Valerie DeLuca, Nathaniel Hansen, Priya Digumarti, Nanyun Tang, Karen Fink, George Snipes, Patrick Pirrotte, Michael Berens
Abstract
Open AccessRadiation-induced senescence (RIS) in glioblastoma (GBM) is an undesirable cell fate that inhibits tumor cell death and supports resistance and outgrowth. While senescence-targeting drugs are promising adjuvants, their clinical application will require proper patient selection based on post-treatment RIS burden. Current methods to evaluate senescence, however, are tissue-based, and given GBM's difficult anatomical location, post-treatment biopsies are impractical. Therefore, novel and less invasive biomarkers for TIS are urgently needed. To this end, we aimed to identify candidate extracellular vesicle (EV) liquid biomarkers for TIS by profiling senescence-associated cargo changes within GBM EVs. Using a panel of GBM patient-derived cell lines, we show that RIS is the primary functional state following radiation exposure and is associated with significant alterations in the cargo of senescent-derived EVs (senEVs). In particular, senEV transcriptomes have an increased abundance of senescence-associated RNA species and enrichment of senescence-associated gene sets. Most striking, however, was that senEVs are most differentiated by the significant enrichment of a panel of snoRNAs.
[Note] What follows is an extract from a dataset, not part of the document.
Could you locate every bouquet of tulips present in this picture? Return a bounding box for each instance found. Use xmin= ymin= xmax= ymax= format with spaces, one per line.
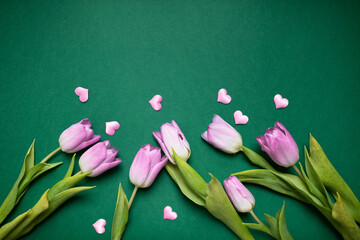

This signature was conserved in 4/5 GBM models of RIS and was validated by qRT-PCR. Further analysis by mass spectrometry revealed that snoRNAs are likely co-packaged with their associating proteins, as senEVs had concurrent increases in these binding partners. Finally, in a preliminary patient cohort comparing plasma EVs obtained prior to surgery to those obtained after completion of their radiation therapy, we identified increased senescence-associated RNA such as CDKN2B and GLB1 and the snoRNA SNORA49 in post-radiation EVs. Altogether, this data suggests that senEV RNA species, and particularly snoRNAs, are a promising analyte for RIS-biomarker development. With further study, this work may open avenues for a companion diagnostic for senotherapeutics.